Durante 30 años, la procesión del Vía Crucis, organizada por la Fraternidad de Comunión y Liberación junto con la Arquidiócesis Católica de Nueva York y la Diócesis de Brooklyn, ha sido una notable muestra de devoción cristiana pública en la ciudad de Nueva York. La procesión, encabezada por una sencilla cruz de madera, recorre el trayecto desde la Catedral Basílica de Santiago, cruzando el Puente de Brooklyn y atravesando el bajo Manhattan.
Con la bendición de Su Eminencia el Arzobispo Elpidophoros de América, la procesión de este año concluyó frente a la Iglesia Ortodoxa Griega y Santuario Nacional de San Nicolás en Liberty Park, continuando así una tradición de solidaridad ecuménica iniciada el año pasado. La procesión, encabezada por Su Excelencia el Obispo Robert Brennan de la Diócesis de Brooklyn, fue recibida calurosamente por Su Gracia el Obispo Nektarios de Diokleia, Canciller Nacional de la Arquidiócesis Ortodoxa Griega de América, el Reverendo Protopresbítero del Trono Ecuménico Andreas Vithoulkas, el Vicario Arzobispal del Santuario Nacional de San Nicolás, el Reverendo Presbítero Samuel Davis, y la comunidad de San Nicolás.
Al llegar a la Iglesia de San Nicolás, la cruz de madera fue llevada en procesión alrededor del Parque Liberty por Christina Halatsis, Presidenta del Consejo Parroquial del Santuario de San Nicolás.
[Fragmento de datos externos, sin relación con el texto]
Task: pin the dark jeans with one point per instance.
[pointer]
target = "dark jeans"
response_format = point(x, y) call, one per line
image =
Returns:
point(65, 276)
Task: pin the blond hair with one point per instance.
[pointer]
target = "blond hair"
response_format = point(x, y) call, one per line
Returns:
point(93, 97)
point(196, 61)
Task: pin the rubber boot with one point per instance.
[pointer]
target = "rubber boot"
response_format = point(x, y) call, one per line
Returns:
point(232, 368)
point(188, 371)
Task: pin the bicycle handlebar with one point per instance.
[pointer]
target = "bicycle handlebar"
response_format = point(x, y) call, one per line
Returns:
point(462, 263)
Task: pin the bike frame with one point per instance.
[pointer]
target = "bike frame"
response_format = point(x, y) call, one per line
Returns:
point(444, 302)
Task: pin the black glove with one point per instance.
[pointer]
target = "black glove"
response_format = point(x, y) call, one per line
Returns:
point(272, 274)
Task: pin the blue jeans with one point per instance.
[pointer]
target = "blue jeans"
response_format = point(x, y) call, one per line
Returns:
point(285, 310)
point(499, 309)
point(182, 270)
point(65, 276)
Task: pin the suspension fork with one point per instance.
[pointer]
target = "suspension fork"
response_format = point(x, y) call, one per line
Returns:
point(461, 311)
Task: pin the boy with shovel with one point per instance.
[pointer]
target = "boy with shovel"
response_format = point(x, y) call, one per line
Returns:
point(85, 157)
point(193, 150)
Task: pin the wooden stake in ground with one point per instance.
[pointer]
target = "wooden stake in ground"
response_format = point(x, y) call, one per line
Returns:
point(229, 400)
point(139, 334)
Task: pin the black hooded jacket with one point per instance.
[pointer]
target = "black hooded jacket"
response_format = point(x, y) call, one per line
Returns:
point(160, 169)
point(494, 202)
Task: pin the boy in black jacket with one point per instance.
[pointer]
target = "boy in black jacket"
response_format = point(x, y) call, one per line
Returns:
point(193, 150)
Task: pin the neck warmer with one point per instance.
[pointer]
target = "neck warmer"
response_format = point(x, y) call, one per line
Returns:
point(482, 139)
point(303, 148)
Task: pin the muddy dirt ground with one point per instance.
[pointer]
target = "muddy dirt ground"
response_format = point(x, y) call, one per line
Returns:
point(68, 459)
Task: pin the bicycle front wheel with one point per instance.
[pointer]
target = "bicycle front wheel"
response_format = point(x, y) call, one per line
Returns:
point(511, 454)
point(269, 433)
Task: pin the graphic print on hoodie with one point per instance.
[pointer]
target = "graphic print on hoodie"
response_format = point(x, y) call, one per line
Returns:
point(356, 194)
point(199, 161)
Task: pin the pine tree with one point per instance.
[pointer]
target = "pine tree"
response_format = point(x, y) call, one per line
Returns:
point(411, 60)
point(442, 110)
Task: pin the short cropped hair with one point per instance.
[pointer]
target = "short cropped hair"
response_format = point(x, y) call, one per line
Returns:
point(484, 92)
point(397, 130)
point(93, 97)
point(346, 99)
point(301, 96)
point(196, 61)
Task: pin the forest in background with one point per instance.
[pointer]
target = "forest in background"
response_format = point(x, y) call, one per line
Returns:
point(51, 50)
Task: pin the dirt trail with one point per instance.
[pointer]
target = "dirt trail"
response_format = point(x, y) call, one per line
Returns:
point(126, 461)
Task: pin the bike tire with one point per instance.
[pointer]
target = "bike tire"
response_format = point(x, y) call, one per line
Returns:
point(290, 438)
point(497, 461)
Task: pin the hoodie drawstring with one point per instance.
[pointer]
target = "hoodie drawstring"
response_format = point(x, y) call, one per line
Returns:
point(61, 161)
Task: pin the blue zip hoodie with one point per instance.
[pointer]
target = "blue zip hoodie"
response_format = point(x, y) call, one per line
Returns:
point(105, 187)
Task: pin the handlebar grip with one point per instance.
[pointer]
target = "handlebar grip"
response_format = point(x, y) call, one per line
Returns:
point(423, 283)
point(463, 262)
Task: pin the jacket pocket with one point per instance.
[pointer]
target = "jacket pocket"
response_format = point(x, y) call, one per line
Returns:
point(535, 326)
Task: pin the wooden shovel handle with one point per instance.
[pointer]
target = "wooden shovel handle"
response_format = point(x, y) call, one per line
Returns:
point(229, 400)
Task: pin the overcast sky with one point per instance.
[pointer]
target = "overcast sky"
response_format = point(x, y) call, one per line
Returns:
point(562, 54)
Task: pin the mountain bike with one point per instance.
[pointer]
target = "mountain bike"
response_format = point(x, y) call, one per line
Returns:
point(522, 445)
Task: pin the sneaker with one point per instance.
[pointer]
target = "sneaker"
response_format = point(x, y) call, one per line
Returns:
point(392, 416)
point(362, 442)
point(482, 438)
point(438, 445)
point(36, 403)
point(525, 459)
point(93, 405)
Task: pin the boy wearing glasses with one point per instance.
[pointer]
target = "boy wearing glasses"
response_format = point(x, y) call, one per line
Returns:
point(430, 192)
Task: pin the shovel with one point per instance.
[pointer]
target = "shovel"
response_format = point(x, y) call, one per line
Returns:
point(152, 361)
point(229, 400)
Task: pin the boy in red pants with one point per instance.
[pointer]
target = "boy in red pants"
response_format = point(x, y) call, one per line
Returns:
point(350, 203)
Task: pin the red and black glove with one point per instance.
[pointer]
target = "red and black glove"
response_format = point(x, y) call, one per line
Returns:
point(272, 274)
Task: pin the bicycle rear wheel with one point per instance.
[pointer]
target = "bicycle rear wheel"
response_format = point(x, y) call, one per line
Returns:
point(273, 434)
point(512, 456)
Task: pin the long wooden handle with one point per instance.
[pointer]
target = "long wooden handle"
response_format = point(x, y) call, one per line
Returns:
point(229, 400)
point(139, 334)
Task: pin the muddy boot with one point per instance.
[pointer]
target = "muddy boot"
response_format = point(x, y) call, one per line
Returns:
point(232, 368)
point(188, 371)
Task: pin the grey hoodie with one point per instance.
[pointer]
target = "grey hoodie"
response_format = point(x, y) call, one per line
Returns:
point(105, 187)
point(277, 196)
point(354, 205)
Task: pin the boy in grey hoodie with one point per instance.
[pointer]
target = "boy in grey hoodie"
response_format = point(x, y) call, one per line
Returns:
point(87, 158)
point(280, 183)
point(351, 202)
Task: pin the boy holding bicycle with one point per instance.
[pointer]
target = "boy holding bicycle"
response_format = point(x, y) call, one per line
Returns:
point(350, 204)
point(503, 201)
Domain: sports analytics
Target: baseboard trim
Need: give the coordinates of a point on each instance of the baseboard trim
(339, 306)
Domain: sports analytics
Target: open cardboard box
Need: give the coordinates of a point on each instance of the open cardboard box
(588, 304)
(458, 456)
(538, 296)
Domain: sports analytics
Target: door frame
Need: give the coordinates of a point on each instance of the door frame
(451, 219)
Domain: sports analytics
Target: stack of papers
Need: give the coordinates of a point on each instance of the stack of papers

El Maestro Cantor Dimitrios Katsiklis entonó los himnos ortodoxos de lamentación del Viernes Santo, seguidos por el Coro de la Catedral-Basílica de San Jaime, que interpretó himnos católicos de Semana Santa y las lecturas del Evangelio en la cuarta y última estación de la procesión.
Su Excelencia el Obispo Nektarios de Diokleia, Canciller Nacional de la Arquidiócesis Ortodoxa Griega de América, compartió una reflexión final sobre cómo las procesiones se han realizado durante dos milenios «como un símbolo del caminar cristiano y una profesión de fe», encontrando su prototipo en la vida y los caminos de Cristo.
«Desde su entrada triunfal en Jerusalén hasta su agonizante camino al Gólgota, ahora conocido como la Vía Dolorosa, y su humilde viaje con los dos discípulos hacia Emaús, Cristo, como el Camino verdadero y vivo (Juan 14:6), transfigura y santifica no solo el destino, sino que nos guía como el Buen Pastor a lo largo de la vida por el angosto camino de la salvación (Juan 10:14, Mateo 7:13-14)», afirmó el Obispo Nektarios. Así como Cristo aceptó voluntariamente la muerte en la Cruz por la vida del mundo, también nosotros estamos llamados a tomar nuestra cruz y seguirlo (Mateo 16:24). Sin embargo, no lo seguimos solo hasta la Cruz, pensando que el Gólgota es el lugar de nuestra perdición final, sino que, por medio de su Cruz, lo seguimos hasta la tumba, hasta la perdición final de la muerte misma al tercer día.
Para concluir sus palabras, Su Excelencia el Obispo Nektarios reiteró el carácter devocional y evangelizador de las procesiones, afirmando: «¡Procedemos para profesar a Cristo! ¡Procedemos para profesar a Cristo Crucificado! ¡Procedemos para proclamar a Cristo Resucitado!». Esto es cierto no solo en el caso de la procesión del Vía Crucis, sino también en toda procesión que realizan las comunidades cristianas, especialmente durante la Semana Santa, cuando la ekklesia, los fieles reunidos en Dios, salen de la Iglesia para conmemorar la Pasión de Cristo y proclamar, con la luz pascual, su Resurrección al mundo entero.